Raji's
- Interactive map of Raji's
- Address: 6160 Hollywood Blvd. Los Angeles USA

= Raji's =

Former rock and roll nightclub in central Hollywood

Raji's was a rock and roll nightclub in central Hollywood, open in the 1980s and early 1990s. It was located in the Hastings Hotel building, 6160 Hollywood Blvd. The space had previously been occupied by a Greek restaurant called The King's Palace.

Danny "Dobbs" Wilson was founder and booker of the club. He died in 2010.

The venue sustained a lightning bolt gash near the bar due to the 1994 Northridge earthquake. The club continued to operate for three months after it was red tagged. A fire marshall shut the venue down for good and Larry Mann moved his operations to Hell's Gate in the then, dangerous Yucca corridor. The building was demolished and rebuilt as a mixed-use retail/resident complex.

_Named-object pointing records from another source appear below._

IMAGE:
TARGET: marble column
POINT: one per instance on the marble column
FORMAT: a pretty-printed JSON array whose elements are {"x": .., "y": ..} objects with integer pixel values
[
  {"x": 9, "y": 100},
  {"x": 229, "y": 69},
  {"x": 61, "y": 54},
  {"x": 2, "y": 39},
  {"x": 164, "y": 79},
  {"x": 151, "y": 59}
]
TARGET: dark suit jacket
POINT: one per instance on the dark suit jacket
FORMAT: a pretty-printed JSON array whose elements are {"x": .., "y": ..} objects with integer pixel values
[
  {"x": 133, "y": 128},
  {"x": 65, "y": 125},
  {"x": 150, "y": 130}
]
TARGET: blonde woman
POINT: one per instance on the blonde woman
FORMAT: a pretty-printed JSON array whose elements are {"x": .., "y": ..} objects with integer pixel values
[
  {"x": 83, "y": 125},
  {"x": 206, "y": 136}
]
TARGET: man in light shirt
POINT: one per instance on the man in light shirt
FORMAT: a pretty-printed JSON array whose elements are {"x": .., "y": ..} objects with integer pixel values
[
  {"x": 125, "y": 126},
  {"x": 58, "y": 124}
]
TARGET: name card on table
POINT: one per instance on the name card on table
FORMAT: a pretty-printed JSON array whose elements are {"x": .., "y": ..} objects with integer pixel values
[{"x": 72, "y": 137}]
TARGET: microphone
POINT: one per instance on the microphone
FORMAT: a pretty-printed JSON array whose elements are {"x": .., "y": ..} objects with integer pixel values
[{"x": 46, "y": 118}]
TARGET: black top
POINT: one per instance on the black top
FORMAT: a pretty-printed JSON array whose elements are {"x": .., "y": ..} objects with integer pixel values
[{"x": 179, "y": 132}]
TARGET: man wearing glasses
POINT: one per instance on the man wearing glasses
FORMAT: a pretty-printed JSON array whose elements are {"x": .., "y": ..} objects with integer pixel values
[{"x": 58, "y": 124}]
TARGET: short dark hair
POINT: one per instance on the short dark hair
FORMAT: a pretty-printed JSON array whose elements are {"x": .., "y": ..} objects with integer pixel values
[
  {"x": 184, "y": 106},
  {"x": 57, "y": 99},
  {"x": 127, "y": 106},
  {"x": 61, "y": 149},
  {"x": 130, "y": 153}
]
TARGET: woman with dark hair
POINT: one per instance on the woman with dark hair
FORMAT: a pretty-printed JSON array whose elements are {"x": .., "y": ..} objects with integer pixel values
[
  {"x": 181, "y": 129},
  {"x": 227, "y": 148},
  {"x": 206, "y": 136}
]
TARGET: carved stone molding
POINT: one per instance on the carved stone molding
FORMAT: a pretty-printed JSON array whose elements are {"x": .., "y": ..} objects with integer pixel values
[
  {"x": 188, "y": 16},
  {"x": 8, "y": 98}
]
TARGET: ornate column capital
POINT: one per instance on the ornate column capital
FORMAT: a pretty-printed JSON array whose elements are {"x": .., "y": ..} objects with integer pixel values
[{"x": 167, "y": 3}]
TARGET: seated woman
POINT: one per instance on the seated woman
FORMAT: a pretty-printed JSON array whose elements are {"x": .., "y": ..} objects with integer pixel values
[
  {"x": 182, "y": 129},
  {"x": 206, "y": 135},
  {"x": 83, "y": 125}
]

The Ski Room, a bar located at 5851 Sunset Blvd., a few blocks away from the club's former location, was renamed Raji's and run by the same family that ran the club in its last two years, until 2004, when it closed. It's now called The Bar.

==Legacy==
The cover for Nirvana's 7" single "Sliver" was captured at the venue.

Some scenes from Chris Cornell's 1999 music video "Can't Change Me" were shot at the club.